Gaussian Processes for Machine Learning
Complete text of:
Gaussian Processes for Machine Learning, Carl Edward Rasmussen and Christopher K. I. Williams, MIT Press, 2006. ISBN-10 0-262-18253-X, ISBN-13 978-0-262-18253-9.
I like the quote from James Clerk Maxwell that goes:
The actual science of logic is conversant at present only with things either certain, impossible, or entirely doubtful, none of which (fortunately) we have to reason on. Therefore the true logic for this world is the calculus of Probabilities, which takes account of the magnitude of the probability which is, or ought to be, in a reasonable man’s mind.
Interesting. Is our identification of subjects probabilistic or is our identification of what we thought others meant probabilistic?
Or both? Neither?
From the preface:
Over the last decade there has been an explosion of work in the “kernel machines” area of machine learning. Probably the best known example of this is work on support vector machines, but during this period there has also been much activity concerning the application of Gaussian process models to machine learning tasks. The goal of this book is to provide a systematic and unified treatment of this area. Gaussian processes provide a principled, practical, probabilistic approach to learning in kernel machines. This gives advantages with respect to the interpretation of model predictions and provides a well founded framework for learning and model selection. Theoretical and practical developments of over the last decade have made Gaussian processes a serious competitor for real supervised learning applications.

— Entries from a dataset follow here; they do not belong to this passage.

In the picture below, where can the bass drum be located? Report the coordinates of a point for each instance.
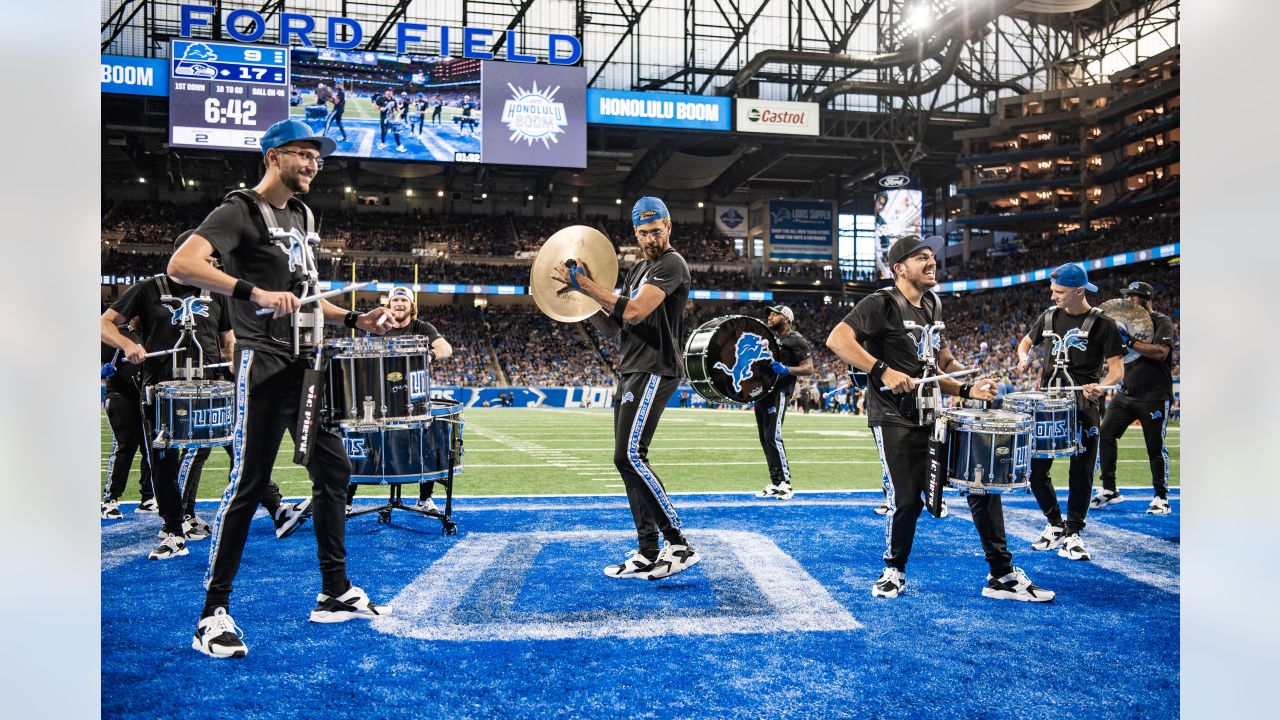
(727, 359)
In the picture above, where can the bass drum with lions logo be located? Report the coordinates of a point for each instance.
(727, 359)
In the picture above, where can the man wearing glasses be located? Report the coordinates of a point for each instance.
(650, 315)
(260, 237)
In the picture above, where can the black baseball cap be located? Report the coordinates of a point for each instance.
(910, 245)
(1139, 288)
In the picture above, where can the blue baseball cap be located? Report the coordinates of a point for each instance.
(647, 210)
(291, 131)
(1072, 274)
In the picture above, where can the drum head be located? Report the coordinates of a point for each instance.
(735, 361)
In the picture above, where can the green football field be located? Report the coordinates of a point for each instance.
(547, 451)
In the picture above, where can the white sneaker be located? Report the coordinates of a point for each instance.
(1104, 497)
(218, 636)
(350, 605)
(634, 566)
(890, 583)
(1015, 586)
(1073, 547)
(673, 559)
(172, 546)
(1050, 538)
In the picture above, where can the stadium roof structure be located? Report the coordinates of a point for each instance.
(895, 80)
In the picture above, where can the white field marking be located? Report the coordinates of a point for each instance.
(428, 606)
(1111, 548)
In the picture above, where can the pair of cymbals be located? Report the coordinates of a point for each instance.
(584, 245)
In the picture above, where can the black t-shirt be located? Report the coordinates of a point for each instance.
(160, 324)
(1146, 378)
(247, 251)
(1087, 356)
(792, 350)
(876, 319)
(415, 328)
(653, 345)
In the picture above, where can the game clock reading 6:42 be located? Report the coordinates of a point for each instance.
(224, 95)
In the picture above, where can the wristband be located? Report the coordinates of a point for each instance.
(243, 290)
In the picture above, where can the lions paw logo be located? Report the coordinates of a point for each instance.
(1074, 338)
(750, 347)
(534, 115)
(190, 308)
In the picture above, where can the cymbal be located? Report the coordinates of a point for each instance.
(1134, 319)
(585, 245)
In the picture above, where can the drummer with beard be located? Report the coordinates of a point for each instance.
(872, 338)
(406, 323)
(794, 359)
(649, 315)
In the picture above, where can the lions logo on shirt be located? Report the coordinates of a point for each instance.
(187, 310)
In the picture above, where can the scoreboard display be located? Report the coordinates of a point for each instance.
(224, 95)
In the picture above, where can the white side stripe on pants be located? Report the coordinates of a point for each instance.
(634, 451)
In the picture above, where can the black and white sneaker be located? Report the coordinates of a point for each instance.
(218, 636)
(636, 565)
(1073, 547)
(172, 546)
(1104, 497)
(781, 491)
(1015, 586)
(1050, 538)
(350, 605)
(289, 518)
(890, 583)
(673, 559)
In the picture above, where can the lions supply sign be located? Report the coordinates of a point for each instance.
(658, 110)
(777, 117)
(801, 229)
(135, 76)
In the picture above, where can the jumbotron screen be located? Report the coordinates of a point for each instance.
(392, 106)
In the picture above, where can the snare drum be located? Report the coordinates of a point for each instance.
(988, 451)
(412, 451)
(727, 359)
(378, 378)
(193, 413)
(1055, 434)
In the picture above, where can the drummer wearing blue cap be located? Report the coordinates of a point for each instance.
(264, 240)
(649, 313)
(1078, 343)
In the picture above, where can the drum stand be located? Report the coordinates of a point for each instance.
(394, 500)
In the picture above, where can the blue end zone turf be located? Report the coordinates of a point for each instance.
(512, 618)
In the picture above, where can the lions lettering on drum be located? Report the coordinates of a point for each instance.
(211, 418)
(355, 447)
(750, 347)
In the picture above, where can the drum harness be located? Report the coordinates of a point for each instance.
(312, 320)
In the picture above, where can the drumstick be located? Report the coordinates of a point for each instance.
(307, 299)
(936, 378)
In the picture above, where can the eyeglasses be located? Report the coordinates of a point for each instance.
(306, 156)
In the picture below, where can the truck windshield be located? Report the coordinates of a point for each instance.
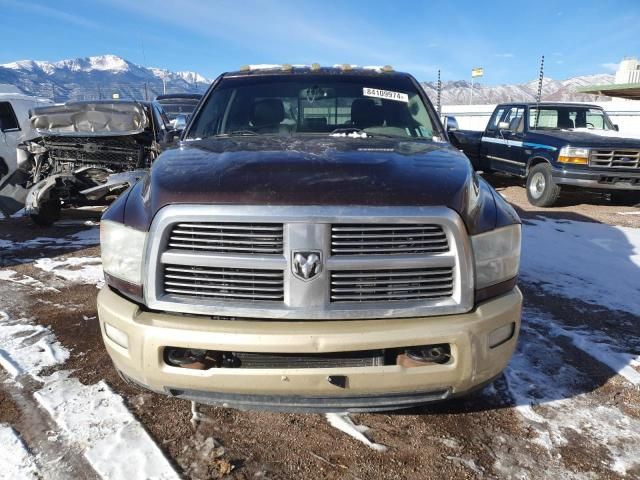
(306, 104)
(568, 118)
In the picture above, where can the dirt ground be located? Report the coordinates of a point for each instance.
(493, 434)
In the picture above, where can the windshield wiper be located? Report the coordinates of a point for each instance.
(237, 133)
(349, 132)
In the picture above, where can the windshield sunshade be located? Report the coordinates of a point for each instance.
(90, 118)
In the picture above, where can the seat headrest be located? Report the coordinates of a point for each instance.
(365, 113)
(565, 122)
(267, 112)
(515, 124)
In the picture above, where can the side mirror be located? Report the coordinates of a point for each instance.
(180, 122)
(451, 124)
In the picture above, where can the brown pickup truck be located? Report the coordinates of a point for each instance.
(314, 244)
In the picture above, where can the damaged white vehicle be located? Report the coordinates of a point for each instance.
(87, 153)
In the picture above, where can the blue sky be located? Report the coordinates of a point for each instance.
(507, 38)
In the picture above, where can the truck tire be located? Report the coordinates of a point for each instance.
(542, 191)
(625, 197)
(48, 213)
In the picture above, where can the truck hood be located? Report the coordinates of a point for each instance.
(583, 138)
(267, 170)
(90, 119)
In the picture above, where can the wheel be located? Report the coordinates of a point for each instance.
(48, 213)
(625, 197)
(542, 191)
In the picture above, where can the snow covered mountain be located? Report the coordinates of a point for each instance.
(97, 77)
(101, 76)
(458, 92)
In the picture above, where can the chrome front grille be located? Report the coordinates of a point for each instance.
(368, 262)
(224, 283)
(389, 239)
(245, 238)
(391, 285)
(615, 158)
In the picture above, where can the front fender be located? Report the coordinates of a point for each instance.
(540, 155)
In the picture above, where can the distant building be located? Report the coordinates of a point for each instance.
(628, 71)
(626, 84)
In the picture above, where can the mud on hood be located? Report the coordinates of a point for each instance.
(90, 118)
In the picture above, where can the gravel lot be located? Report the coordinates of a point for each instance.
(568, 406)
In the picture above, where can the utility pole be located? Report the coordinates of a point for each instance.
(475, 72)
(539, 96)
(540, 79)
(438, 107)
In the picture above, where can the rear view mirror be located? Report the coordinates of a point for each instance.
(180, 122)
(451, 124)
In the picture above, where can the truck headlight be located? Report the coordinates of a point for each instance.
(577, 156)
(122, 251)
(497, 255)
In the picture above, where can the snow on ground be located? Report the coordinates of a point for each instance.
(91, 416)
(16, 463)
(593, 262)
(86, 270)
(548, 394)
(96, 418)
(83, 238)
(28, 347)
(598, 345)
(26, 280)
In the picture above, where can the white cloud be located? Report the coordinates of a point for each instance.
(612, 67)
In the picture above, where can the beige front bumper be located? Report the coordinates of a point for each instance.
(473, 362)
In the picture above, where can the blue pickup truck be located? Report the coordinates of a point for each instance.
(553, 146)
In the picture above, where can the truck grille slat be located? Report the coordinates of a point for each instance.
(367, 358)
(227, 272)
(210, 278)
(615, 158)
(378, 285)
(366, 239)
(397, 273)
(226, 283)
(296, 263)
(246, 238)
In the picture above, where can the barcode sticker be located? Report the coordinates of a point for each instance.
(385, 94)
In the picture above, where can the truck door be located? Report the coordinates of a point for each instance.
(9, 138)
(491, 140)
(508, 144)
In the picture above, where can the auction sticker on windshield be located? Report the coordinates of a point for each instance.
(385, 94)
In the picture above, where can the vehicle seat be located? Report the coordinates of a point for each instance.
(267, 115)
(515, 123)
(365, 113)
(565, 122)
(315, 124)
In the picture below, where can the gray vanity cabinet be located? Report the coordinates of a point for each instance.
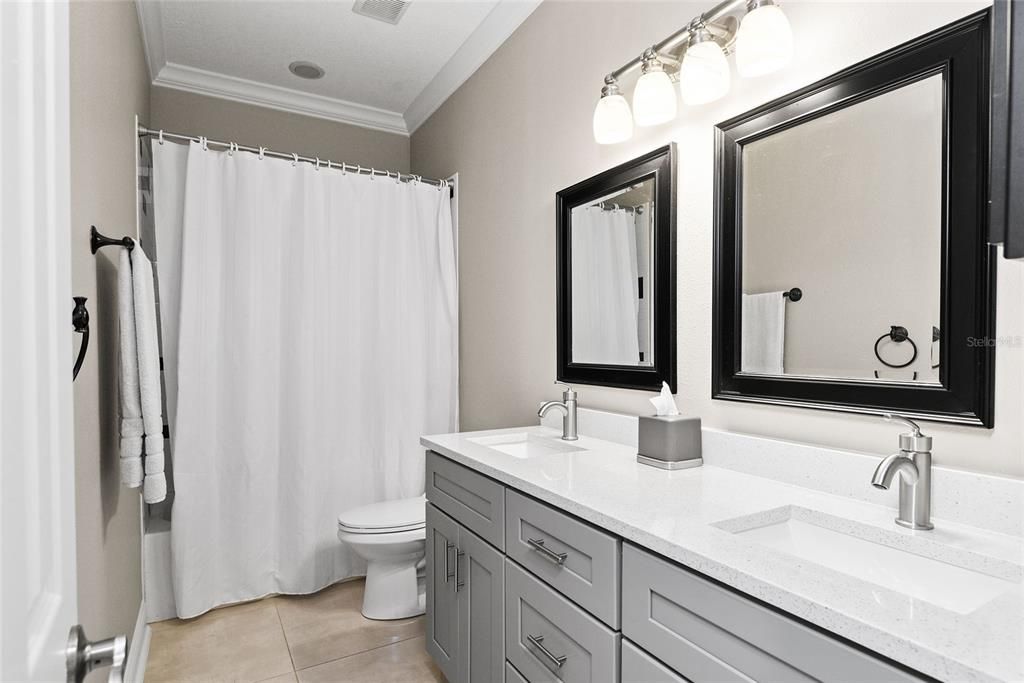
(442, 609)
(465, 601)
(709, 633)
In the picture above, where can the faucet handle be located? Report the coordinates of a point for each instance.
(569, 391)
(913, 441)
(892, 417)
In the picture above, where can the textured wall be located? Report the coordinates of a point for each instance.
(519, 130)
(109, 86)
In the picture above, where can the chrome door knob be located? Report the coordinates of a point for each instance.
(84, 655)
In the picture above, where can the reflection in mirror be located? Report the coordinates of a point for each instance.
(847, 208)
(611, 240)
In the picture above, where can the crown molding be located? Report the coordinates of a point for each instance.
(495, 30)
(499, 25)
(204, 82)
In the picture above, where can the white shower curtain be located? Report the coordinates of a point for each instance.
(605, 295)
(316, 341)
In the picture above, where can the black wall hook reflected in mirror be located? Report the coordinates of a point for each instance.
(80, 321)
(898, 334)
(97, 241)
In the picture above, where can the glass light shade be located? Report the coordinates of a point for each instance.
(704, 76)
(764, 42)
(653, 99)
(612, 120)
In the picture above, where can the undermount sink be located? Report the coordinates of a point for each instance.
(524, 444)
(954, 580)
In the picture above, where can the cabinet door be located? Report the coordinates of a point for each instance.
(480, 586)
(442, 612)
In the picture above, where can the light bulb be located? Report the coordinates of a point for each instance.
(612, 119)
(653, 97)
(764, 42)
(704, 76)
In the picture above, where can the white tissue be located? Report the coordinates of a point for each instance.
(665, 402)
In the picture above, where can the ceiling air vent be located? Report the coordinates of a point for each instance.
(383, 10)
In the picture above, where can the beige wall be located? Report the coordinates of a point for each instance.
(229, 121)
(519, 130)
(109, 85)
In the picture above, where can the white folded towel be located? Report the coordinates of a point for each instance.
(155, 484)
(763, 344)
(131, 407)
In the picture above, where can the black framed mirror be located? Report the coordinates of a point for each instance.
(866, 193)
(616, 275)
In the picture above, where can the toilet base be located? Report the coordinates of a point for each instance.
(392, 591)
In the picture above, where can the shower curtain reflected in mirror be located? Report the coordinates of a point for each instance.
(605, 296)
(309, 325)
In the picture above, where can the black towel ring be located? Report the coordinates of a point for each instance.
(899, 335)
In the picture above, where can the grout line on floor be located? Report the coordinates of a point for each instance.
(288, 645)
(379, 647)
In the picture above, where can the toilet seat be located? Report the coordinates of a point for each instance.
(387, 517)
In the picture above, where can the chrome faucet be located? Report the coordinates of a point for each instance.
(567, 407)
(913, 464)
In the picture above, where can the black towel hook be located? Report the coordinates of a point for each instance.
(80, 321)
(899, 335)
(97, 241)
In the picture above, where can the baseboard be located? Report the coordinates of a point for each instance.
(138, 653)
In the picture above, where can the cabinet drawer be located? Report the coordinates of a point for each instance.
(512, 676)
(707, 632)
(579, 560)
(548, 638)
(471, 499)
(638, 667)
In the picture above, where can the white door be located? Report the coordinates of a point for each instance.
(37, 464)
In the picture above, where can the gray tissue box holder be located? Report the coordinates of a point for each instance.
(669, 441)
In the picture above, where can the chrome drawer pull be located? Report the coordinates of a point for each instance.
(448, 565)
(537, 641)
(538, 545)
(459, 583)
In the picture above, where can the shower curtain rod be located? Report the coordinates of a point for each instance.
(263, 152)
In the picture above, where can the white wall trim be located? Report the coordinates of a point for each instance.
(138, 653)
(484, 41)
(239, 89)
(487, 37)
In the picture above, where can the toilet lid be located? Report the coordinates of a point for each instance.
(399, 515)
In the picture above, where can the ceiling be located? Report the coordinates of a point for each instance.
(378, 75)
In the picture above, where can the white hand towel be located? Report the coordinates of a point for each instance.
(131, 407)
(155, 484)
(763, 344)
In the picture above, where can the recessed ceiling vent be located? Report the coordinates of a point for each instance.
(383, 10)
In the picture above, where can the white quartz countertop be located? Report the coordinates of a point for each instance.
(677, 514)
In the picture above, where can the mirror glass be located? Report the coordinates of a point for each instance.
(611, 242)
(842, 242)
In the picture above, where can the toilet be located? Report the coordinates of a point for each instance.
(390, 537)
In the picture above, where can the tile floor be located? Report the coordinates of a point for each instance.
(313, 638)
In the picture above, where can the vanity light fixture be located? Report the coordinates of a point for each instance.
(612, 118)
(764, 43)
(696, 55)
(653, 96)
(704, 75)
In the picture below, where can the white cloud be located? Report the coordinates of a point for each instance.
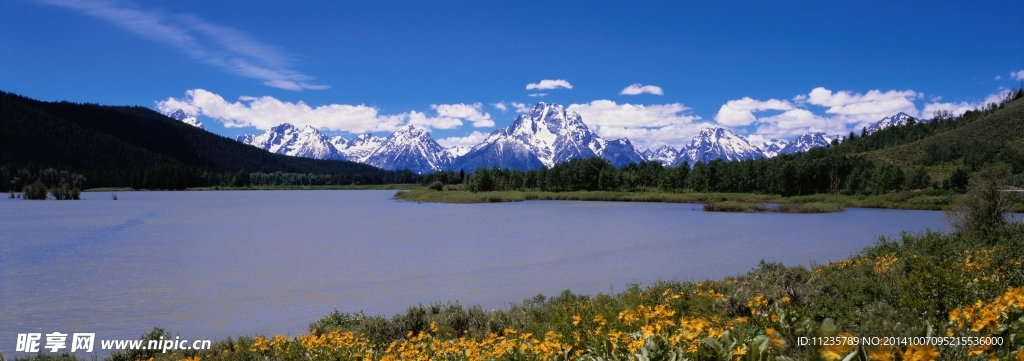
(740, 113)
(871, 105)
(957, 108)
(265, 111)
(469, 140)
(224, 47)
(549, 84)
(645, 126)
(473, 113)
(796, 122)
(422, 120)
(637, 89)
(520, 107)
(844, 110)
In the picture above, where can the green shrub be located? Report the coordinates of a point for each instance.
(36, 190)
(731, 206)
(813, 207)
(65, 192)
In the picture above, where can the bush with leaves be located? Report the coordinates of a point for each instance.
(36, 190)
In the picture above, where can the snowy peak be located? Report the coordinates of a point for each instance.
(459, 150)
(773, 147)
(617, 151)
(720, 143)
(185, 118)
(289, 140)
(806, 142)
(358, 148)
(545, 135)
(665, 154)
(413, 148)
(900, 119)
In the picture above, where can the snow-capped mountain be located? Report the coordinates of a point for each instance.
(719, 143)
(185, 118)
(806, 142)
(547, 134)
(289, 140)
(665, 154)
(773, 147)
(413, 148)
(358, 148)
(900, 119)
(460, 150)
(617, 151)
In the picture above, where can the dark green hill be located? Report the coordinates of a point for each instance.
(120, 142)
(994, 134)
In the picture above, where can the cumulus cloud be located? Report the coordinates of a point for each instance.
(265, 111)
(472, 113)
(871, 105)
(469, 140)
(519, 107)
(224, 47)
(844, 110)
(548, 84)
(645, 126)
(637, 89)
(740, 113)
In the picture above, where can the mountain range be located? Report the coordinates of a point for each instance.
(545, 135)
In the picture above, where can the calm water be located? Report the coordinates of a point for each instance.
(209, 265)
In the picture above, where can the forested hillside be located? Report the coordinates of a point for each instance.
(137, 147)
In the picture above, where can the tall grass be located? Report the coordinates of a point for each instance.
(734, 207)
(930, 199)
(911, 285)
(814, 207)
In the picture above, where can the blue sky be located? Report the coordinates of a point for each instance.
(766, 70)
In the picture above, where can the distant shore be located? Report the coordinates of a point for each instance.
(926, 200)
(279, 187)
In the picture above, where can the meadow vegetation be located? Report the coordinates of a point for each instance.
(967, 285)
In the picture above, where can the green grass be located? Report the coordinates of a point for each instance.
(734, 207)
(1003, 126)
(288, 187)
(813, 207)
(902, 286)
(928, 199)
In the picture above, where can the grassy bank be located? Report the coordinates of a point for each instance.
(738, 207)
(933, 199)
(287, 187)
(929, 284)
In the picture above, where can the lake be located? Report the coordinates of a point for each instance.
(213, 264)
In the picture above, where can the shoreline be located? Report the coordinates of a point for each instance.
(924, 200)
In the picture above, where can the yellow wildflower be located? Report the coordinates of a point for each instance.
(920, 353)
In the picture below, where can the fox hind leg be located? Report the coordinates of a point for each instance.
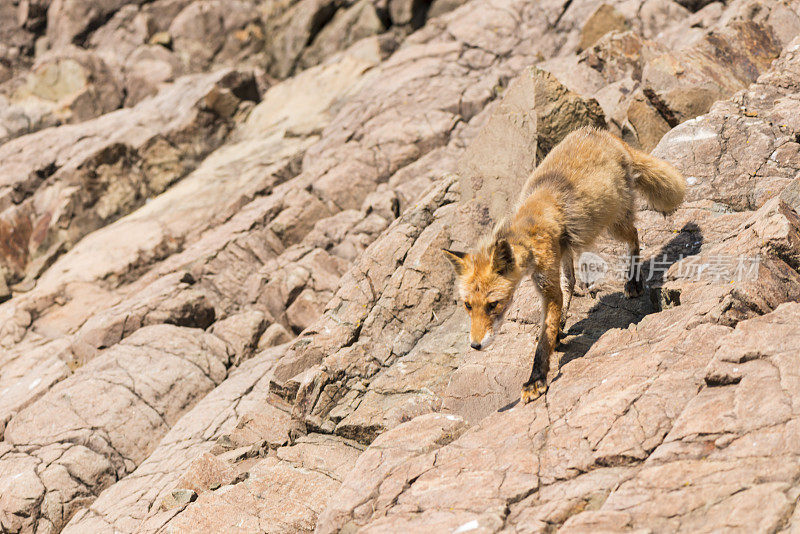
(536, 385)
(568, 271)
(624, 230)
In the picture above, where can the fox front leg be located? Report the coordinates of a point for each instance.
(536, 386)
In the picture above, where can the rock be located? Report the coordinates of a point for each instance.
(206, 473)
(77, 84)
(128, 503)
(689, 82)
(289, 33)
(241, 332)
(139, 378)
(536, 112)
(178, 498)
(411, 12)
(211, 31)
(275, 334)
(130, 163)
(605, 19)
(757, 124)
(345, 28)
(324, 208)
(409, 440)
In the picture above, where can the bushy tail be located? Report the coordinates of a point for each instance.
(660, 183)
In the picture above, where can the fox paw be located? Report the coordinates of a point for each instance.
(633, 289)
(533, 389)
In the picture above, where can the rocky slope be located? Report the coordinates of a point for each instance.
(225, 308)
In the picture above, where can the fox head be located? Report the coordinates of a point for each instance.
(487, 280)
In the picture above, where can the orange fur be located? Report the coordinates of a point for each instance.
(583, 187)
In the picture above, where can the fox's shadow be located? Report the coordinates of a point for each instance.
(614, 310)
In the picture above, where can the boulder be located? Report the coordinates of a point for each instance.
(605, 19)
(535, 113)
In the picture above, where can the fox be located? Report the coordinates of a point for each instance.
(583, 187)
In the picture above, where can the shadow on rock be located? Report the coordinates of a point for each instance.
(614, 310)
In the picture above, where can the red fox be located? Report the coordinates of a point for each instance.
(582, 187)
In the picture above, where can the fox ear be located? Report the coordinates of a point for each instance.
(457, 259)
(502, 257)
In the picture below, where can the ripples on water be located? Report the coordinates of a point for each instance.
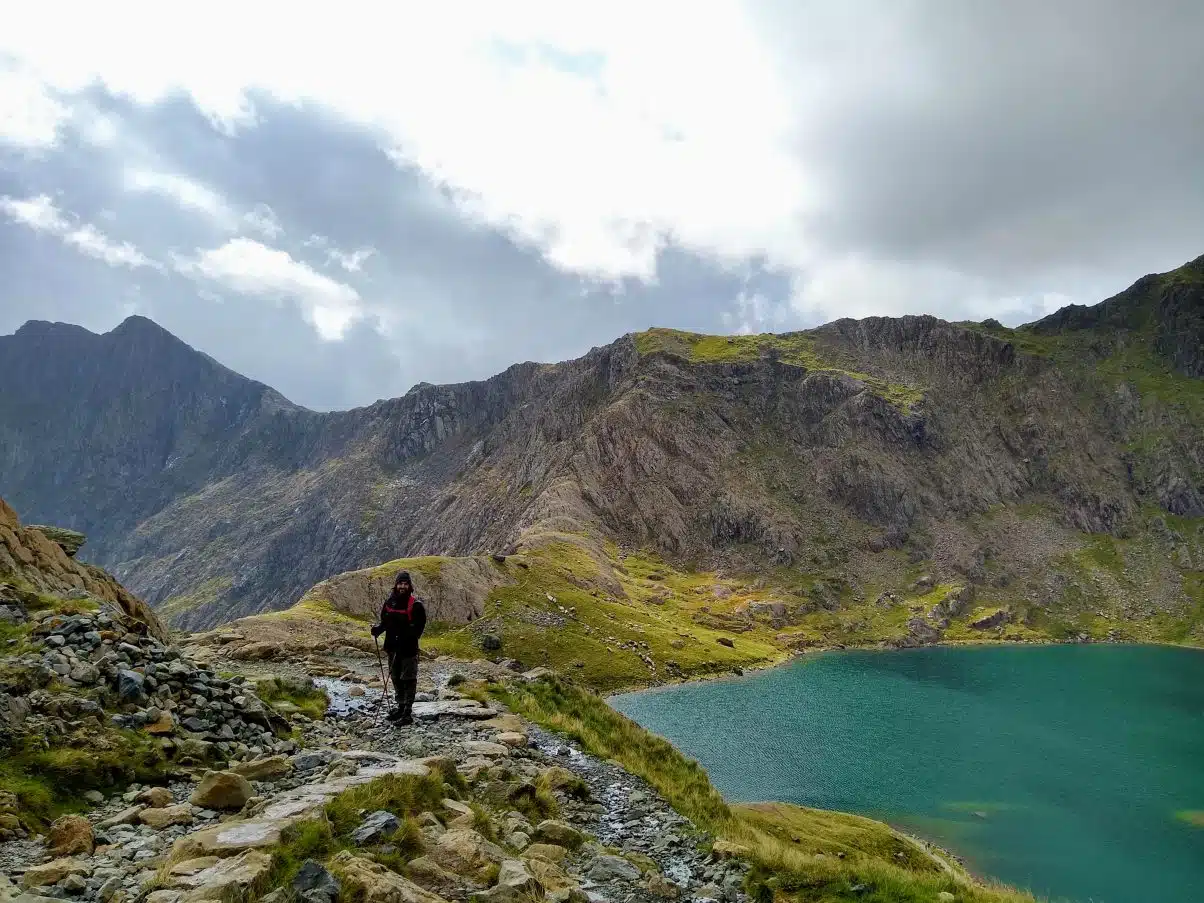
(1072, 771)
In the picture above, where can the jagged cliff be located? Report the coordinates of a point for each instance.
(842, 455)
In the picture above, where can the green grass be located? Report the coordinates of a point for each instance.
(796, 348)
(308, 701)
(795, 851)
(51, 780)
(402, 795)
(601, 617)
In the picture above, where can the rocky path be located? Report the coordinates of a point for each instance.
(612, 839)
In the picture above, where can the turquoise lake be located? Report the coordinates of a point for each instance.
(1064, 769)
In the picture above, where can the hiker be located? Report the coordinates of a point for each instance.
(402, 620)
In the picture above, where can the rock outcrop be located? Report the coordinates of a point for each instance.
(31, 556)
(216, 497)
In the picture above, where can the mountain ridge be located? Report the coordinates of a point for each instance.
(727, 450)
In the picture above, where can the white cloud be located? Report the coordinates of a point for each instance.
(29, 116)
(263, 219)
(754, 314)
(41, 214)
(352, 261)
(252, 269)
(601, 133)
(187, 193)
(597, 165)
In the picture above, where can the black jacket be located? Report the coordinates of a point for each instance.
(401, 633)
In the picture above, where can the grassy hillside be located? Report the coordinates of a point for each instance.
(800, 854)
(617, 619)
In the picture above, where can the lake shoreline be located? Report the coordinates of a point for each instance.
(812, 651)
(974, 853)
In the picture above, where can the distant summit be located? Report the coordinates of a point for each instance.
(1050, 472)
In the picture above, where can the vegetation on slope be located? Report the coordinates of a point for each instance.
(798, 854)
(796, 348)
(614, 619)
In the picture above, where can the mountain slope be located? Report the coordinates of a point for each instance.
(836, 464)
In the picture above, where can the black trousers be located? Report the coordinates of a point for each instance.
(403, 671)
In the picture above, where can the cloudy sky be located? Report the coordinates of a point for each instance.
(344, 199)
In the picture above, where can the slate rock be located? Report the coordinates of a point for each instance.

I am downloading the PDF version but have just ordered a copy from Amazon.
If you want to encourage MIT Press and other publishers to put materials online as well as in print, order a copy of this and other online materials.
Saying online copies don’t hurt print sales isn’t as convincing as hearing the cash register go “cha-ching!”
(I would also drop a note to the press saying you bought a copy of the online book as well.)